Post

Differences in prompt formats based on LLM models.

Let's identify the differences in prompt formats based on LLM models.

Differences in prompt formats based on LLM models.

In this post, I present the results of experiments conducted using several models registered on Hugging Face, leveraging ChatBrainAI().
General prompts (PromptTemplate) have different formats depending on the model, meaning they need to be managed accordingly. I will compare the prompt formats of three models.
Conversational prompts (ChatPromptTemplate) are categorized by roles (system, user, assistant), so the prompt formats for most models seem to be similar.
To conclude, while the models respond well to PromptTemplate, the results for ChatPromptTemplate do not seem as favorable. It appears that non-conversational LLMs do not respond effectively. I plan to update this post further as I gain more experience in the future.

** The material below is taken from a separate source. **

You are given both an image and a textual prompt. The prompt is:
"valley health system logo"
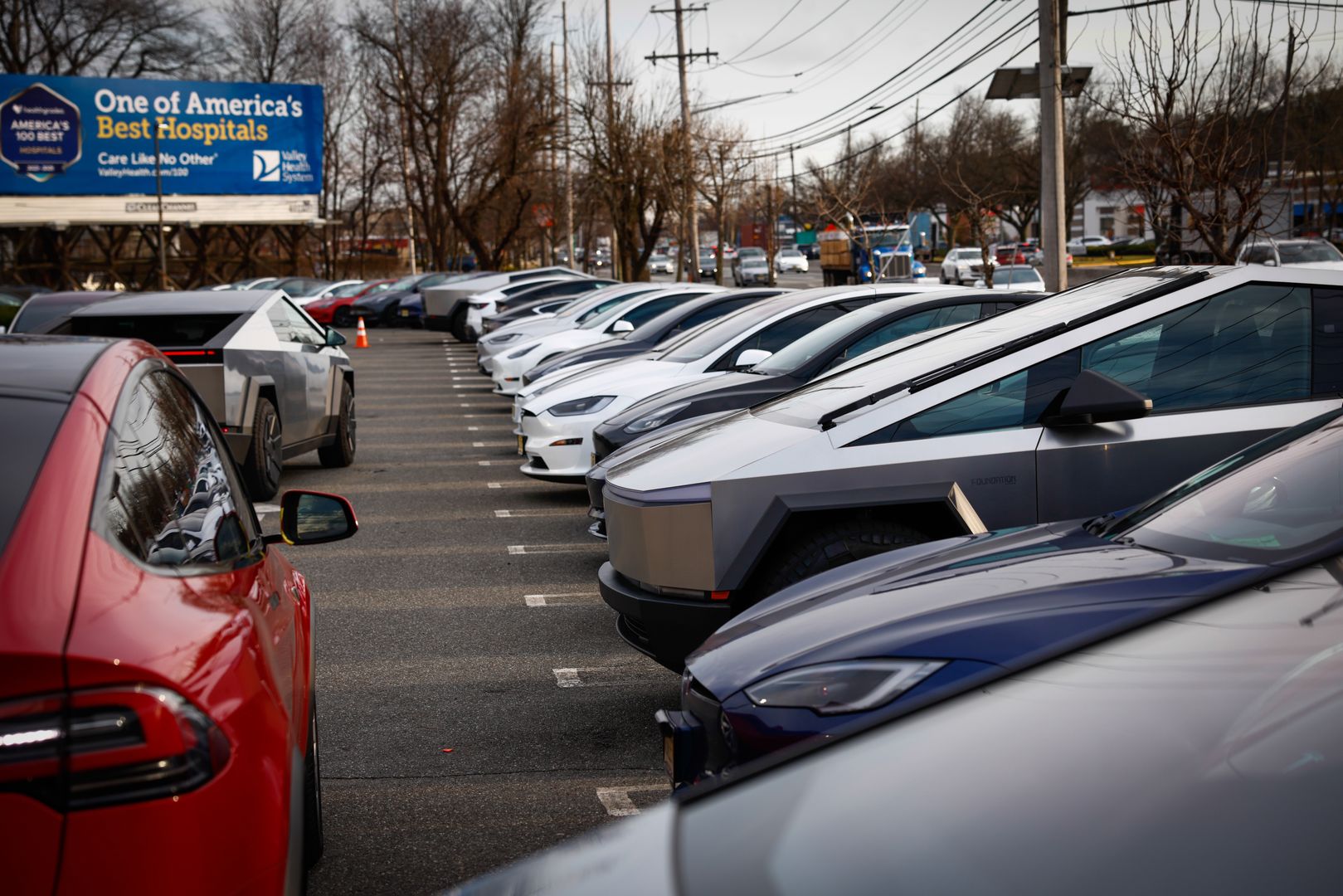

Selecting Prompt Format Based on LLM Model

Each model has its own corresponding template format, which needs to be recognized and addressed accordingly. The differences in prompts across three models are outlined below. As mentioned earlier, I plan to focus primarily on ChatOllama(). I will explain it in the next post. The LangChain setup is the same, so I will omit it.

1
2
3
4
5
6
7
8
9
10
11
12
13
14
15
16
17
18
19
20
21
22
23
24
25
llm = ChatBrainAI('gemma-2-2b-it')
template = """<start_of_turn>system
    You are a friendly AI assistant. Your name is DS2Man. Please answer questions briefly.
    <end_of_turn>
    <start_of_turn>user
    {question}
    <end_of_turn>
    <start_of_turn>model
"""
suffix = "<start_of_turn>model"

llm = ChatBrainAI('Llama-3.2-3B-Instruct')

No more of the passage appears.